Thursday, 5 April 2012

Hadrian's Wall

This week Debatable Land has travelled to the furthest limit of its range and brings you a photo from the heart of Newcastle upon Tyne. I am very fond of Newcastle and I urge you to visit it sometime, but describing its many attractions is outside the remit of this blog. The reason I’m going there now is to clear up the confusion about the location of Hadrian’s Wall. The term ‘the land north of the wall’ is sometimes used in loosely the same sense as ‘the debatable land’, but it has a much more precise meaning.

A remarkable number of people, and not just overseas, are under the impression that the ‘Roman Wall’, built by Emperor Hadrian in the year 122, followed the same route as the modern boundary between England and Scotland. This is NOT repeat NOT the case. For a start, nations in the modern sense did not exist anywhere at that period, let alone those of England and Scotland. The island of Britannia was still divided up into the territories of different tribes. Monarchy in a form we would recognise it emerged a few hundred years later and then for a few more hundred years after that the Scottish kings tried to push the border of their territory further south while the English kings tried to push it back north.

The Romans built a bridge across the river Tyne (Pons Aelius) and  a fort at the north end of it. Then they built a big wall on the north bank of the river, and eventually extended it across the whole width of Britannia. Yes, that is how Wallsend got its name. To complete a total defence against any attack by land or sea they later built forts on either side of the estuary of the Tyne, Segedunum and Arbeia, respectively located in what are now Wallsend and South Shields. The Wall itself survives only in some sections further west, but the line of it runs right through the centre of Newcastle. The main train station is situated about a hundred yards south of the line of the Wall, so if you walk towards the city centre after arriving there you are already technically in ‘the land north of the Wall’, even though drinking a latte in a packed shopping mall may not be how you imagined this barbarian territory.

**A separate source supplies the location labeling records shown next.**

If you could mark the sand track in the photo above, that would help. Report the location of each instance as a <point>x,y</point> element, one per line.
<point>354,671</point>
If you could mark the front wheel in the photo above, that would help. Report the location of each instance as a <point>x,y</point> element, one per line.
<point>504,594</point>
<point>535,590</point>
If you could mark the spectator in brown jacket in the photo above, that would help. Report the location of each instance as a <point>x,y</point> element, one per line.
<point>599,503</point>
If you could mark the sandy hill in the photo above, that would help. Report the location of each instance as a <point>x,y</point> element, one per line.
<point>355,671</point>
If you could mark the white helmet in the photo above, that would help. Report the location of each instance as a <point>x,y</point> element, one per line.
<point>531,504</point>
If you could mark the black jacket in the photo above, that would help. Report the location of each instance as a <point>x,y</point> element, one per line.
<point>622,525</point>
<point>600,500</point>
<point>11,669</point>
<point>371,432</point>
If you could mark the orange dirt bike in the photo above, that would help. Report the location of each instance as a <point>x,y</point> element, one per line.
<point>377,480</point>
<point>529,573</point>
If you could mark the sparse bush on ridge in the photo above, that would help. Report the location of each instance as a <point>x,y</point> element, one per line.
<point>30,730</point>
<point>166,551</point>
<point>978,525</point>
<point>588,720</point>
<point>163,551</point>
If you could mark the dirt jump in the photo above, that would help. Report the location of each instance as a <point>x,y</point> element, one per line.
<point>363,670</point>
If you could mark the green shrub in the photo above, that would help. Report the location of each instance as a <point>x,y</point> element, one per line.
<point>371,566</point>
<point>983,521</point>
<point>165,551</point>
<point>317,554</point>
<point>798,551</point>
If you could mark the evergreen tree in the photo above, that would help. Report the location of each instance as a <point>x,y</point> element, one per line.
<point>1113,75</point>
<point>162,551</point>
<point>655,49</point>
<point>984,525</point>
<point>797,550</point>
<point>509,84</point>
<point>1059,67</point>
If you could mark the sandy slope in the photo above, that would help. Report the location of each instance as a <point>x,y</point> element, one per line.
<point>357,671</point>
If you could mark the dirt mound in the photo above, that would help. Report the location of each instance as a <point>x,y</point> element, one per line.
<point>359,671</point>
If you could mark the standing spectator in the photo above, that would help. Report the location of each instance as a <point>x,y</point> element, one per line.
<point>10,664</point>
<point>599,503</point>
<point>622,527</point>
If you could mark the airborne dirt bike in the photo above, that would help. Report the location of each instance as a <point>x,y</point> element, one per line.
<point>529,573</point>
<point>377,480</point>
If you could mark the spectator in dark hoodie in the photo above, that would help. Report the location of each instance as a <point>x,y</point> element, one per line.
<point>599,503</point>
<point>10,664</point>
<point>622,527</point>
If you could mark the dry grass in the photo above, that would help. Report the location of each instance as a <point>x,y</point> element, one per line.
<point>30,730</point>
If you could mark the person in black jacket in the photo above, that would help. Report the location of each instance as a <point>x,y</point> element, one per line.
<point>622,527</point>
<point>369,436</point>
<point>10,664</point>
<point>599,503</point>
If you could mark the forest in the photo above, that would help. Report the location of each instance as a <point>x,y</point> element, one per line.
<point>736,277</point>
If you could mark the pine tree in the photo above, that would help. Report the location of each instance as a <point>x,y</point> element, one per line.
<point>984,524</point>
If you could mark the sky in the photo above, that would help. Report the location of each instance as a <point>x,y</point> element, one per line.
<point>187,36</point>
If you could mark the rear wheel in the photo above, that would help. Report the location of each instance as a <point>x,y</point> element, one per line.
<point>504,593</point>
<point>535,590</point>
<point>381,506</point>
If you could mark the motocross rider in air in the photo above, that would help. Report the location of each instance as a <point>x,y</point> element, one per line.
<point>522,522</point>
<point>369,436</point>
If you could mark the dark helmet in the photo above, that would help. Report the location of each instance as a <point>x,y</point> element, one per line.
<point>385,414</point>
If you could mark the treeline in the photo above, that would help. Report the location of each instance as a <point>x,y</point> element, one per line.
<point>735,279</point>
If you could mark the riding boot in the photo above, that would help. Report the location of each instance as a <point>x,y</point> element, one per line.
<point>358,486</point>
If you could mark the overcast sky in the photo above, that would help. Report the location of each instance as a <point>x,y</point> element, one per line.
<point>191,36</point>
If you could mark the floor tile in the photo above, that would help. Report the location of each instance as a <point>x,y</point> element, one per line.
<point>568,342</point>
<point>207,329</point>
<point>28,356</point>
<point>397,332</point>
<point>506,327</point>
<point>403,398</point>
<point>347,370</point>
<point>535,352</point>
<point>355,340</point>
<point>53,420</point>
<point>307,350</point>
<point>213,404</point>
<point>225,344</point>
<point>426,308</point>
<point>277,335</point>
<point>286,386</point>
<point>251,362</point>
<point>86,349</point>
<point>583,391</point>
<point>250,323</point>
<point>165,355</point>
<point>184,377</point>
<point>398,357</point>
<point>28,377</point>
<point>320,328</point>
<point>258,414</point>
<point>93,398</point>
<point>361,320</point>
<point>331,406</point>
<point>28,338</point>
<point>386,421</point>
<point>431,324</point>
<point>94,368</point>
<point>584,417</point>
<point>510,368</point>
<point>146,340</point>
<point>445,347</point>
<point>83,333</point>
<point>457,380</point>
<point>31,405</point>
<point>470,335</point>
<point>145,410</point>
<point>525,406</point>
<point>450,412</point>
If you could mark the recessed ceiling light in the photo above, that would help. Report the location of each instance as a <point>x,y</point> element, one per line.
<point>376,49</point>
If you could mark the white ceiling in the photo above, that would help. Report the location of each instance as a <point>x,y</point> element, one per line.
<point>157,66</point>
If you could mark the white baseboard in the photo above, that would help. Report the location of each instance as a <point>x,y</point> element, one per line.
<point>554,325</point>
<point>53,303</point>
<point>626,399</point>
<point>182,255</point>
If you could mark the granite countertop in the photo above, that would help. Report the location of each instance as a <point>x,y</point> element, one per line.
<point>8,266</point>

The plaque in the photo is attached to the wall of the Literary and Philosophical Society of Newcastle, a thriving private library and cultural centre which could not be further from the stereotypes, both ancient and modern, of the Barbarian North. The red paving stones it refers to are a bit grubby now, but can still be distinguished by anyone who is sufficiently interested. Sadly very few visitors are. Step inside the library, find a copy of Rosemary Sutcliffe’s The Eagle of the Ninth and read the dramatic scene where the hero, fleeing from hostile tribesmen, hammers on a gate in the north face of the Wall and demands admission ‘in Caesar’s name’. Then thrill to the knowledge that that Wall was located right underneath your feet.